“¿Y quién no daría la vida por un sueño?” se pregunta Javier Ruibal al compás del piano melancólico de Satie, haciendo casi impensable el sustraerse ante tan rotundo llamado. Y yo me pregunto si dar la vida por un sueño no es acaso una forma aplicada de vivir soñando, y si de esa guisa argumental no se desprende otra opción de que sea la propia vida, como nos dejaron dicho los clásicos, no más que un sueño.

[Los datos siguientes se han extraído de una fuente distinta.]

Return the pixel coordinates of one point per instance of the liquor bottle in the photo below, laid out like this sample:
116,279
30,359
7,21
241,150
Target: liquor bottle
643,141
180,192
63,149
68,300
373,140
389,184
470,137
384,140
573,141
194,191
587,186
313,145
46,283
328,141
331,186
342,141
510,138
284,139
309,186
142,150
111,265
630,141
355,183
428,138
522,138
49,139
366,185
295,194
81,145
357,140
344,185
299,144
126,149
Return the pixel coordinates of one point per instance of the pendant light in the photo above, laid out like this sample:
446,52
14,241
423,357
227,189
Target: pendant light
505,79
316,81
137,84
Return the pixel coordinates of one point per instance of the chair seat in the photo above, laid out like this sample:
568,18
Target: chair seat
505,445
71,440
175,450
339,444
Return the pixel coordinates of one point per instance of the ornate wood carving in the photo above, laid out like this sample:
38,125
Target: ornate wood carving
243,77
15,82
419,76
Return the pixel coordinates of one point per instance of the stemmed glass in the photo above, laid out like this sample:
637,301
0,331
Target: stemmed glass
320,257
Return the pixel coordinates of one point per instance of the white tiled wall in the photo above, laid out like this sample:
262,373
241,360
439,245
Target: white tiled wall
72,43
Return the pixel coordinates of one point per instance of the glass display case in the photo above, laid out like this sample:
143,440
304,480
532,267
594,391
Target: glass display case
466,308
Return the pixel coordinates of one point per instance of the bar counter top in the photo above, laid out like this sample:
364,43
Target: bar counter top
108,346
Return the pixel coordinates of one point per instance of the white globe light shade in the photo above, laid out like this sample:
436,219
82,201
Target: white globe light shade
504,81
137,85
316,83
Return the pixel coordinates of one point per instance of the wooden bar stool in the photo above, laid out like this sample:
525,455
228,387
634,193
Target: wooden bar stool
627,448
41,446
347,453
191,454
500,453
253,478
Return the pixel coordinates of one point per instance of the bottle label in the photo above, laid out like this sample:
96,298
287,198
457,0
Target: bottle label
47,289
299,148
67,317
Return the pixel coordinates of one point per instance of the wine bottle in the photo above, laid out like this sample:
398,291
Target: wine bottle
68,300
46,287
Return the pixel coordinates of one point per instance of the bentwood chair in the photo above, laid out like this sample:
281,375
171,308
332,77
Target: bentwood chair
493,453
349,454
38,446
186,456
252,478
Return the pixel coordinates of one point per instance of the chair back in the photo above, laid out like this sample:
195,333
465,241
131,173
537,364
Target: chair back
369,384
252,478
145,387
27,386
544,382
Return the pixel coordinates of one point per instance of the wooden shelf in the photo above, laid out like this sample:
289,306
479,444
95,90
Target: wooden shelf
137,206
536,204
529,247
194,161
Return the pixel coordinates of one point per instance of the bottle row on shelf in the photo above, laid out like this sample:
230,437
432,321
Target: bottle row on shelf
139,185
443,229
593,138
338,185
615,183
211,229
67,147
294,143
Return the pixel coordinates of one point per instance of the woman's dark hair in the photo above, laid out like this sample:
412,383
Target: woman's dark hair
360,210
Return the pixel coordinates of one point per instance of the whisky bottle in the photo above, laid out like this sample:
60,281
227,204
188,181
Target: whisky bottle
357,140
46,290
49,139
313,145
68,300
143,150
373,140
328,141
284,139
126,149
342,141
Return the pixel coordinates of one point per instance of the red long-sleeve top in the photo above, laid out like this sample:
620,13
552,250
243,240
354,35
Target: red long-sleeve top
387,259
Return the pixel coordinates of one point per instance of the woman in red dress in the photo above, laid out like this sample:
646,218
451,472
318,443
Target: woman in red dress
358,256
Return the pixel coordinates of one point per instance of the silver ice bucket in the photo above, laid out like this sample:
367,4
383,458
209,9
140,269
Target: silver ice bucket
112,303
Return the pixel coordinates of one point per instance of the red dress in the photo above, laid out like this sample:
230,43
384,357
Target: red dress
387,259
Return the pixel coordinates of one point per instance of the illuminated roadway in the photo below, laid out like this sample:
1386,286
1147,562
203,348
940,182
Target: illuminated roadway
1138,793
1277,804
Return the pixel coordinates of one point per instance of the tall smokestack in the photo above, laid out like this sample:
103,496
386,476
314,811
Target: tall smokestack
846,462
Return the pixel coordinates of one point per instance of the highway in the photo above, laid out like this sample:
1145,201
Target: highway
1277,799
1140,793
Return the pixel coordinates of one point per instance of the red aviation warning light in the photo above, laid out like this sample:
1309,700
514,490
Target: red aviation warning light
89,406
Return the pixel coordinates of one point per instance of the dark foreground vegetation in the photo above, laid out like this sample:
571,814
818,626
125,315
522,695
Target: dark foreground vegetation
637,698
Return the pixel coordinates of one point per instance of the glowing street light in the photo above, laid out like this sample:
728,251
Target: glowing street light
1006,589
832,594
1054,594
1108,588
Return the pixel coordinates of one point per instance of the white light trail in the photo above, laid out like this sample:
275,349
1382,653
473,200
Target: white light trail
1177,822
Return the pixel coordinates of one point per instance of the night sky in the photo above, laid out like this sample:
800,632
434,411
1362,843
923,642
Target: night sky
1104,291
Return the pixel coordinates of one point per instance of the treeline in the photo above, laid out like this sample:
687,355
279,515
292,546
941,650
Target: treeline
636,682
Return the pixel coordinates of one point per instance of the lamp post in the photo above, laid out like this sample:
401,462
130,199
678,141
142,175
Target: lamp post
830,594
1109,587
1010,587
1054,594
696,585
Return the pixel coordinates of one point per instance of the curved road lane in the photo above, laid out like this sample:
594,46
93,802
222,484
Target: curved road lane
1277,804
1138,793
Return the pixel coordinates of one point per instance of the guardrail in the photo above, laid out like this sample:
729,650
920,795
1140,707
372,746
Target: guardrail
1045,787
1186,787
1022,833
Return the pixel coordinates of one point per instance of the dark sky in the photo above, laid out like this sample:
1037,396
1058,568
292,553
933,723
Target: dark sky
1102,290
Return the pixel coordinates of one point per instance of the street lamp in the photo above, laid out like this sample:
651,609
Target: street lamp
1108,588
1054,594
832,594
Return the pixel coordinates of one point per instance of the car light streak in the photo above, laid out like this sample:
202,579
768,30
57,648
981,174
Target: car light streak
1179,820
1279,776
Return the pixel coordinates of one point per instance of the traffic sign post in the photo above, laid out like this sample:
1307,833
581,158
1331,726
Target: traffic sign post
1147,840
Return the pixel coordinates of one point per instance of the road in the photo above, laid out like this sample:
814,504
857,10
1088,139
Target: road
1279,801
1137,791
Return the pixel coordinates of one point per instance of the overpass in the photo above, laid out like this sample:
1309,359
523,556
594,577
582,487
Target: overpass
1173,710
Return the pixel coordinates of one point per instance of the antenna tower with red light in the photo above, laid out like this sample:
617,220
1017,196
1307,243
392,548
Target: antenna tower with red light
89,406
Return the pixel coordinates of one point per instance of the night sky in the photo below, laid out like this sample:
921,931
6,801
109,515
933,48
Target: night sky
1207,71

De los clásicos a los posmodernos. De Calderón a Morfeo, revelándole a Neo la cruda realidad que subyace tras el cotidiano programa que creemos estar viviendo, simples sueños para cuerpos letárgicos, miles y miles de pilas humanas de energía bruta para la máquina. Matrix pro nobis.
La ficción, también la científica, es el campo propicio para escenificar estas cuestiones y poder pensarlas. A. I.,Inteligencia Artificial, ese proyecto al alimón entre Kubrick y Spielberg que terminó rodando el último tras la muerte del primero, nos muestra una faceta especialmente interesante. La infatigable peripecia del protagonista, un niño robot casi humano, en busca del Hada Azul, la única capaz de concederle su sueño, llegar a ser un niño de verdad, como el Pinocho del cuento que cada noche le leía antes de dormir su mami querida. Después de múltiples avatares y como de forma azarosa la encuentra sumergida en el mar de los sueños hundidos de Coney Island, hermosa, majestuosa, inalterable y muda, y allí se queda prendido y prendado, tan cerca él, tan distante ella, en una contemplación que se torna eterna. Pero hasta la eternidad, Spielberg ex machina, se transforma con el tiempo, y miles de años después y unas cuantas glaciaciones por medio, en un clima de pastel onírico unos Etés estilizados descubren a la pareja inmóvil e infinita, él, pertinaz anhelante de ella, el hada helada, que al sacarla a la luz se deshace en polvo y nada.
Cambio de escenario. El fantasma y la señora Muir, una joyita de Mankiewicz, deslumbrante y deslumbrada Gene Tierney por un altivo fantasma, Rex Harrison, con el que comparte y llena su soledad de viuda arriscada… amor imposible de la carne y del beso, apenas un roce de pura ausencia omnipresente e íntima con el que construye un mundo propio a espaldas del mundo social… a golpe de años, olas y viento… ¿para qué más?
Son éstas, historias de muy común observación en la clínica…, historias de amor o pasión por un sueño que se revela imposible y que nos ocupa y nos ajena de la vida… ¿real? La realidad y el deseo como siameses incompatibles a menudo se oponen en un forcejeo desesperado. ¿Quién lleva la verdad?… Pero ¡ojo!, ¿acaso no repetimos resabiados que la verdad que nos concierne es la verdad del deseo? ¿Cuál es el secreto de esa pasión ilusa? ¿De dónde procede su fuerza indomeñable? ¿Qué nos empuja a encadenarnos a ese espejismo irrenunciable? ¿Cómo zafarnos de ese vacío estéril? ¿Quién es realmente esa hada helada que nos hace hadictos sin esperanza? ¿Sin esperanza? ¿O más bien adictos a la esperanza? Pues si la esperanza, ya se sabe, es lo último que se pierde… ¿qué esperanza es ésa que no renunciamos perder ahí nos cueste la vida un sueño? Y ya puestos a preguntar, atrevámonos a hacerlo sin ambages… ¿es posible verdaderamente el renunciar?… ¿cómo?
Entre tanto interrogante y tanto punto suspensivo podríamos apuntar que un psicoanálisis es un viaje incierto rumbo a una cierta respuesta al respecto, cada uno la suya, ¡claro! y por supuesto ¡despiertos!, con la venia de Ruibal y de Calderón… y en voz bajita os diré que los que entienden de ello le llaman no sin rijoso misterio… el atravesamiento del fantasma… pero llegados aquí lo que procede es un prudente silencio. Se me cuiden.